Introduction to the Natural Language Processing System and Hierarchical Document Classification
In a high-turnover academic environment, PDF repositories come with varied formatting, images, tables, and noise that make any automated processing difficult. To address this, we implemented an AI pipeline that combines advanced OCR, structured extraction, and semantic normalization—removing inconsistencies and transforming each document into clean, hierarchical text. This purified content is then sent to our LLM, ensuring:
- Improved accuracy in semantic search;
- Generation of summaries and contextual tags;
- Data consistency for analysis and decision-making.
Context and Objectives
Scope
The diagram below illustrates the data flow selected for implementing the prototype.

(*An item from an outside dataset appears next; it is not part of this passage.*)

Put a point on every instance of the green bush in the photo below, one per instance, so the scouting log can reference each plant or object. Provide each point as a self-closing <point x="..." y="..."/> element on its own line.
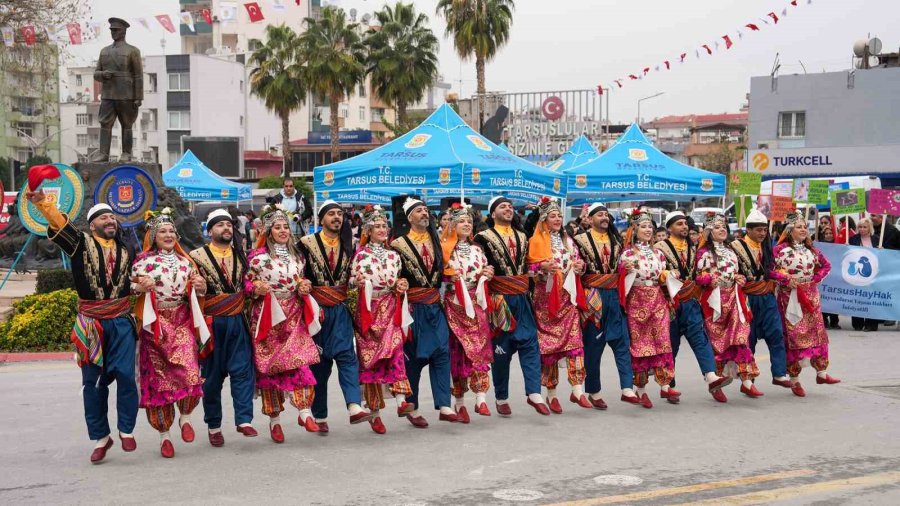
<point x="40" y="322"/>
<point x="51" y="280"/>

- PDF file repository: 89 files, 82,340 words
- No structural standardization: files from different deliverables produced by the 4 participating universities.
Objectives
Perform serial reading of files (pdf, xlsx, markdown, csv), context cleaning, and dimensionality reduction to create specialized prompts for the domain of the uploaded files.
- Preserve academic history: Centralize and organize all versions of requirements, documents, and previous deliverables.
- Efficient onboarding: Enable new participants to access the full project context in seconds, without relying exclusively on senior members.
- Knowledge continuity: Ensure that decisions and lessons learned from past semesters are easy to retrieve and reuse.
- Smart automation: Use AI to automatically index, classify, and hierarchically organize documents in multiple formats (PDF, Excel, Markdown).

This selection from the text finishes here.